«J'aime la musique comme tout le monde, dit-il. La musique, c'est bon pour l'âme et quand on a une âme qui a été déchirée par des émotions extrêmes, les occasions comme ça, ça nous donne une certaine sérénité qu'on ne trouve pas ailleurs. Le fait aussi que ce soit de la musique vivante, offerte par des gens dont on peut voir la passion en direct, ça inspire.»

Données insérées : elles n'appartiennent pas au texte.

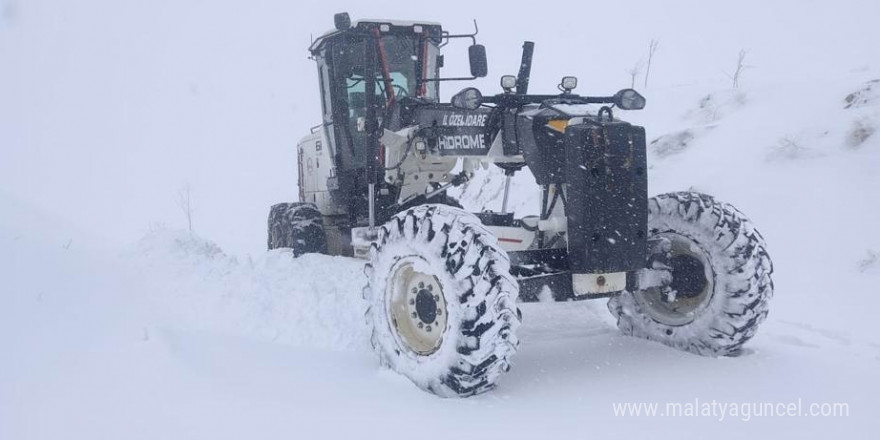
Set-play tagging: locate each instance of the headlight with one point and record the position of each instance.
(508, 82)
(629, 99)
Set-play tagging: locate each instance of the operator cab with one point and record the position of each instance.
(407, 65)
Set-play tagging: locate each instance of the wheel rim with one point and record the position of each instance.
(692, 286)
(416, 306)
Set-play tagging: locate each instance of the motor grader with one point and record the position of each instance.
(443, 284)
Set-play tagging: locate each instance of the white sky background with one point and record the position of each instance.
(109, 107)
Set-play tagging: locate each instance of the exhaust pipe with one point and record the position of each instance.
(525, 69)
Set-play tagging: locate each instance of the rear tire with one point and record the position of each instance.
(721, 278)
(442, 302)
(297, 226)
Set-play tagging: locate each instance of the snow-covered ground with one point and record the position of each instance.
(113, 325)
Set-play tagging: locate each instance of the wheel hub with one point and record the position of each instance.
(691, 288)
(426, 306)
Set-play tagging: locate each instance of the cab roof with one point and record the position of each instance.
(366, 25)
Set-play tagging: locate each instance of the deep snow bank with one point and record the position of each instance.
(314, 300)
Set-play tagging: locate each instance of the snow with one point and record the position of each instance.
(114, 326)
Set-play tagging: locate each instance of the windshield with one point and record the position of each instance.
(404, 63)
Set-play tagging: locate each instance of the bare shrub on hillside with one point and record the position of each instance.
(861, 130)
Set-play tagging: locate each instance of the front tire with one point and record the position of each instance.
(442, 302)
(721, 278)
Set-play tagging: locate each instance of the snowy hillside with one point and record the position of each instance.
(115, 323)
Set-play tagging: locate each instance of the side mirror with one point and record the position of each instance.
(629, 99)
(477, 57)
(469, 98)
(342, 21)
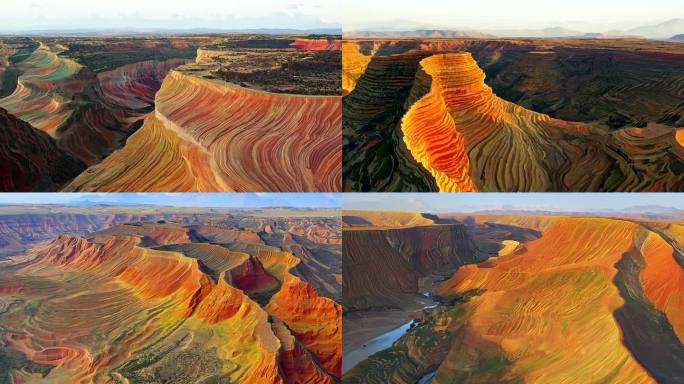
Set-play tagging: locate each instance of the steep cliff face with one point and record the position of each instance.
(144, 302)
(234, 139)
(315, 320)
(419, 116)
(88, 115)
(381, 267)
(354, 64)
(30, 159)
(317, 44)
(587, 289)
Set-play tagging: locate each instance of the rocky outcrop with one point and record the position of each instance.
(439, 126)
(30, 160)
(317, 44)
(382, 267)
(235, 139)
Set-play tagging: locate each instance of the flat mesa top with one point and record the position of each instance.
(301, 66)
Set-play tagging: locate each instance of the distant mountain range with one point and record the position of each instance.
(158, 31)
(668, 30)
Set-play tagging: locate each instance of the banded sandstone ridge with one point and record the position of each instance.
(420, 115)
(249, 113)
(163, 301)
(207, 134)
(30, 159)
(578, 302)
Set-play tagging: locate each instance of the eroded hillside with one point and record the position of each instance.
(583, 299)
(449, 115)
(156, 301)
(228, 123)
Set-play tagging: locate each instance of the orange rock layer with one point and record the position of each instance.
(317, 44)
(120, 299)
(315, 320)
(549, 301)
(232, 139)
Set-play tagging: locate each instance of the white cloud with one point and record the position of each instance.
(162, 13)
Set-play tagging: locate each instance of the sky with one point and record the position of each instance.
(585, 15)
(473, 202)
(233, 200)
(17, 15)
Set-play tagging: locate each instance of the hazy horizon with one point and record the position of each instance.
(583, 15)
(184, 200)
(53, 15)
(474, 202)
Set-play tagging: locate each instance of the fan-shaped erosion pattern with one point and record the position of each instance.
(422, 116)
(565, 299)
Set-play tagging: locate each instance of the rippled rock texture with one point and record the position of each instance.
(583, 299)
(163, 301)
(232, 139)
(30, 159)
(249, 113)
(422, 116)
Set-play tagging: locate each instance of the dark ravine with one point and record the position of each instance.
(30, 160)
(646, 331)
(372, 114)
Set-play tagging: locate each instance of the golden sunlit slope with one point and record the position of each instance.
(231, 139)
(354, 64)
(568, 307)
(44, 91)
(144, 303)
(418, 116)
(385, 218)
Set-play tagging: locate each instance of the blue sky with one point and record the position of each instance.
(25, 15)
(472, 202)
(235, 200)
(586, 15)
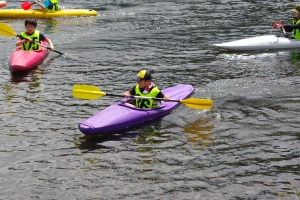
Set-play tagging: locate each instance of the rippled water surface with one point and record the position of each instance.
(246, 147)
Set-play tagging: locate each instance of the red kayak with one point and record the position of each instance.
(24, 60)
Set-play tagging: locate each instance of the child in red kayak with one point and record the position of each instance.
(49, 5)
(145, 88)
(32, 35)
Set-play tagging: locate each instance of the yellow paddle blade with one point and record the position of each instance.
(87, 92)
(6, 30)
(197, 103)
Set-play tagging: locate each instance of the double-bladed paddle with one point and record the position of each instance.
(278, 24)
(8, 31)
(92, 92)
(27, 5)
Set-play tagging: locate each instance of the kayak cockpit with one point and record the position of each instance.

Le sénateur a même déplacé un autre événement inscrit à son agenda pour être à Trois-Rivières samedi. «C'est vrai, mais vous savez, je déplace quelque chose à toutes les semaines dans mon agenda. Mon chef de cabinet a déjà des événements planifiés jusqu'en 2013! D'ailleurs, juste les élections ont déplacé pas mal de choses. J'habite à Québec, j'ai mes bureaux à Ottawa et là, j'avais des apparitions à faire dans plusieurs comtés au Québec dont à Montréal aujourd'hui pour aider des collègues dans leur campagne électorale; alors, le passage à Trois-Rivières ce soir, ça a bien tombé.»
«En plus, je connais la région parce que j'ai travaillé dans le coin de Shawinigan au début des années 70. Je venais aussi régulièrement à Trois-Rivières dont je connais bien l'histoire militaire et je connais la famille du général Allard alors, j'ai des liens avec la région.»
Qu'est-ce qui l'a attiré à participer à ce concert de Vocalys? «L'invitation!, répond-il tout simplement. Elle est venue dans un contexte favorable parce qu'on veut mousser l'idée de la paix par la musique et je suis très sensible à ça. J'ai participé à quelque chose d'un peu semblable avec l'Orchestre symphonique de Montréal et ça m'a beaucoup plu.»
Les batailles qu'il livre désormais, c'est en faveur de la paix, sa passion. Dans la courte allocution qu'il a offerte au public lors du concert, il a rappelé qu'un des rôles majeurs du Canada dans le monde, c'est de contribuer à maintenir la paix et d'assurer le respect des droits humains.
«On n'a pas toutes les réponses aux conflits qui déchirent le monde parce que nous vivons dans un monde complexe qui est encore dans la phase d'apprentissage de la démocratie et des droits humains. C'est à ça que doit contribuer le Canada; c'est ça, notre rôle. Malheureusement, c'est parfois avec le sang de nos jeunes hommes et femmes qu'on arrive à jouer notre rôle de maintien de la paix et de prévention de la guerre.»
Le général à la retraite poursuit également sa croisade pour faire disparaître les enfants soldats à travers le monde. Il travaille notamment avec les militaires canadiens pour élaborer des stratégies d'intervention auprès de ceux-ci quand ils sont impliqués dans des conflits. Dans le contexte de cette mission, sa notoriété devient un outil précieux qu'il entend bien continuer d'utiliser. «Ma notoriété fait que les gens sont portés à venir me parler et à m'écouter. C'est un gros atout pour véhiculer mon message.»